Uzun ve farklı zaman aralıkları boyunca başka milletlerin idaresinde kalan Hindistan; coğrafi, kültürel ve ekonomik güzellikleriyle hep bir cazibe merkezi olmuştur. Çok kültürlü, çok dilli ve çok dinli bu merkezde kurulan egemenlikler de idarelerini bu yapıya uygun hale getirmişler, dünyanın başka yerlerinden çok farklı şekillerde kendilerini göstermişlerdir. Semavi dinler, felsefi inançlar ve yerel kültürler sorunsuzca ve birlikte yaşamışlardır. Bu yaşayışa dair ilk gözlemleri batılı seyyahların hatıratında bulmak mümkündür. Daha sonra kuracakları idari yapılarla Hindistan’da uzun süreler hüküm sürecek olan İngilizlerin Hindistan’a dair ilk izlenimleri de aynı izleri taşımaktadır. Batılı seyyahların yarımadaya ulaşmalarından çok önce Hindistan’da kurulan Müslüman Türk devletlerinin tarihine çoğunlukla Farsça ve Arapça yazılmış dönem kaynakları temel teşkil etmektedir. Ancak batılı seyyahların yarımadaya ulaşmalarıyla birlikte Hind tarihinin bu dönemine ilişkin batı dillerinde yazılmış hatıratlara da rastlanmaya başlanmıştır. Böylece dönem kaynaklarındaki kimliksel aidiyetlerin üçüncü bir göz tarafından yapılan tanımları tarihsel verinin eleştirel gücünü artırmıştır. Bu çalışmada Hindistan’a ulaşmış ilk İngiliz olan Ralph Fitch’in yarımadadaki Türk egemenliğine dair gözlem, izlenim ve deneyimlerinin Hindistan’daki Türk devletlerinin tarih yazımına ve Ortaçağ Hind kültür ve tarihinin anlaşılmasına olan katkıları ölçüsünde tartışılacaktır.
Hindistan’da
üç yüz yıl kadar süren İngiliz idaresinden çok önce İngiliz tüccar ve seyyah
Ralph Fitch Hindistan’ı görmüş, Hindistan’daki Türk egemenliğini ve ülkenin
sosyal ve ekonomik zenginliklerine olan İngiliz talebinin yaratılmasını
etkilemiştir. Fitch John Newberie ile birlikte, Kraliçe I. Elizabeth’in
ulaklığını üstlenmiş ve Hindistan’daki Türk hükümdarı Ekber’e kraliçenin
mektubunu ulaştırmıştır. Aşağıda ayrıntıları verilen bu yolculuktan yıllar
sonra memleketine döndüğünde haklı bir itibar kazınmış, gözlemleri ve edindiği
izlenimlerle Doğu Hindistan Ticaret Şirketi’nin danışmanlığına getirilmiştir.

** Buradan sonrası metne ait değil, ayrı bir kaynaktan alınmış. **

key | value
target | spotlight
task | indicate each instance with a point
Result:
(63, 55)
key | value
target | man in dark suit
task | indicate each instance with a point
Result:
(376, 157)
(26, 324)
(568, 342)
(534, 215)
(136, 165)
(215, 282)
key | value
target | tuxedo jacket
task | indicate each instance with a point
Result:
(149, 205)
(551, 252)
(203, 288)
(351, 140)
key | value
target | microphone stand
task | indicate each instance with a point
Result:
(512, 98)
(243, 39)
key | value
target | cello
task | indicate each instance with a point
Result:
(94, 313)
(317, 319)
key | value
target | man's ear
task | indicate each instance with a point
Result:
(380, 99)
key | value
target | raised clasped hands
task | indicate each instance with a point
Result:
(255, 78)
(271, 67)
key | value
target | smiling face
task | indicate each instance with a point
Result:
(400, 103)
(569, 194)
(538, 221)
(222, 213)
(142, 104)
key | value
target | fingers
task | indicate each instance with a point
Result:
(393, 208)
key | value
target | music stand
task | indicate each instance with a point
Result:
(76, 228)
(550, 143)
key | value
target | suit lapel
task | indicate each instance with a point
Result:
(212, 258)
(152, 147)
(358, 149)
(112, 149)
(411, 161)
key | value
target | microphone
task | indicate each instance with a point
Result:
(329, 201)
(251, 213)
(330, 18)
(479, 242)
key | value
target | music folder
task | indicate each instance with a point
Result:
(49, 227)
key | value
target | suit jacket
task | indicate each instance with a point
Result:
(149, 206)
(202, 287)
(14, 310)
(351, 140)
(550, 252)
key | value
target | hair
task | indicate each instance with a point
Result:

Kendisinden önce Hindistan’a ulaşmış diğer İngiliz Cizvitlerin aksine
hatıratını yayınlamış ve ileride tarihçilerin yararlanabilecekleri bir kaynak
bırakmıştır.
Tam
olarak bilinemese de Ralph Fitch’in Orta Britanya’daki Derby isimli küçük bir
kentte dünyaya geldiği düşünülmektedir. Yaşamıyla ilgili ilk kayıtlar deri
ticareti yaptığına dairdir ve öncesiyle ilgili dokümanlara ulaşılamamıştır.[1]

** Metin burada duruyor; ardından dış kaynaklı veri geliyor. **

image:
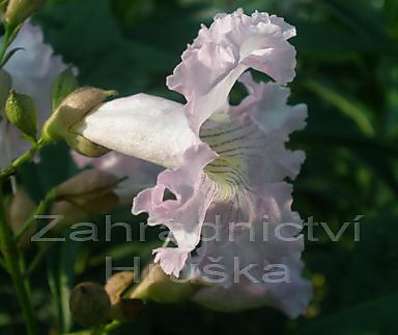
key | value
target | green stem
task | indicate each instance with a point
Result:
(40, 210)
(6, 44)
(13, 262)
(21, 160)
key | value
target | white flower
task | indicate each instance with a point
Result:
(220, 160)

Ralph Fitch’in Kanuni Sultan Süleyman döneminde verilen bir imtiyazdan
yararlanan İngilizlerin daha sonra The Levant Company olarak adlandıracakları
şirketle çalışmaya başlaması, Ortadoğu’ya ve oradan da Hindistan’a yolculuğuyla
bir maceraya girişmesi kendisi hakkındaki elle tutulur ilk bilgidir. Bu
yolculuk sayesinde Fitch; Sicilya, Girit, Kıbrıs, Beyrut, Trablus gibi yerlerde
bulunma imkânı da edinmiş, yolculuğunu Uzak Asya’ya doğru sürdürmüştür.
III.
Murad ile Kraliçe I. Elizabeth arasında yapılan yeni bir sözleşme kapsamında
1581’de[2] kurulan
The Levant Company’ye beş yıl sürelerle yenilenen bir imtiyaz tanınmıştır.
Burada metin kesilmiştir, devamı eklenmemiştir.